Who they're actually for
The H1H is a sharply targeted product — genuinely good at one job, less good at others. My honest take on who it makes sense for:
Probably a good fit if at least 70% of your listening is heavy music — metal of any subgenre, hardcore, prog, doom, industrial, aggressive rock — and you want a single wireless ANC pair that handles that material with authority. You don't mind a heavier headphone. You're willing to live in the EQ app for non-heavy material.
Probably the wrong choice if you listen across many genres and need a do-everything pair — the Sony WH-1000XM6 or Bose QuietComfort Ultra 2 are far better all-rounders at similar money. You prioritize light weight and all-day comfort (anything around 250g will serve you better). You want neutral, reference-leaning sound for critical listening or production work — the Sennheiser HD 650 is roughly half the price and a vastly more accurate tool. (Incidentally, the HD 650 is what's on most of the mastering desks I've worked at.)
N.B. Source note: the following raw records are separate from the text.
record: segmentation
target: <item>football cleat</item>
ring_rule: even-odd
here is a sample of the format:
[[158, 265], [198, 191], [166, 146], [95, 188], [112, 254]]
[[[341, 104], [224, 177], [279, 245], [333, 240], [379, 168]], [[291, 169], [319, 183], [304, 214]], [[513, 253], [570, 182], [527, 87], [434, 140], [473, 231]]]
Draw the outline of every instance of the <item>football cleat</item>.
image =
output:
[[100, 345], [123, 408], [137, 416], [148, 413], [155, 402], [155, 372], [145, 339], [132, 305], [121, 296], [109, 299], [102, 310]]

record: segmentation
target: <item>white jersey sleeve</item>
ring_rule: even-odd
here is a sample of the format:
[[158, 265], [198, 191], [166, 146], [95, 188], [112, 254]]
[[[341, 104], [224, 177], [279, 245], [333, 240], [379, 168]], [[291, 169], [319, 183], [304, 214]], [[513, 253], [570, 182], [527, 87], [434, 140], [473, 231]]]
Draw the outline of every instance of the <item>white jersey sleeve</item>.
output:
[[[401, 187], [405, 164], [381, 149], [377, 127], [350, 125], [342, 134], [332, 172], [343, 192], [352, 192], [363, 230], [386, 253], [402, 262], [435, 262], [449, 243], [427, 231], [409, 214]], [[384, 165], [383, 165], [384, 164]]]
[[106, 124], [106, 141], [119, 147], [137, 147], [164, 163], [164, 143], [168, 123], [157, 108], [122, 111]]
Consider with caveats: gamers who play a lot of bass-heavy or atmospheric titles may find the soundstage and bass response useful. The 50-hour battery is also attractive for travel-heavy users who specifically want metal-friendly tuning rather than neutral reference.
The bottom line
The Heavys H1H is a more honest product than the marketing around it makes it seem. Strip away the "eight drivers" hype and the aggressive Facebook ads and what's left is a reasonably well-engineered, genre-specialized wireless ANC headphone with real design pedigree, strong bass control, excellent battery life, and a tuning that suits heavy music better than most generalist options in the price range.
They're not for everyone. They're not even for most people. They're for the listener who knows what they want — aggressive, bass-forward sound built for music that other headphones struggle with — and who is willing to accept the trade-offs that specialization brings. For that listener, $269 (or less on sale) is a fair price for a genuinely differentiated product. For anyone else, the all-rounder flagships from Sony, Bose, and Sennheiser will serve better.
The Axel Grell name on the box isn't smoke and mirrors — he really did design these, and the wide soundstage and tight bass control are consistent with what his engineering instincts would produce. But it's also not the HD 800. Calibrate your expectations to "specialized tool" rather than "Sennheiser flagship at a third the price," and the H1H is a legitimate option in a specific lane.
If you're a metal listener who already has a comfortable everyday pair and wants a dedicated headphone for the genre, these are worth trying — the long return windows from both Heavys directly and Amazon make that a low-risk test. If you're looking for one pair to do everything, look elsewhere.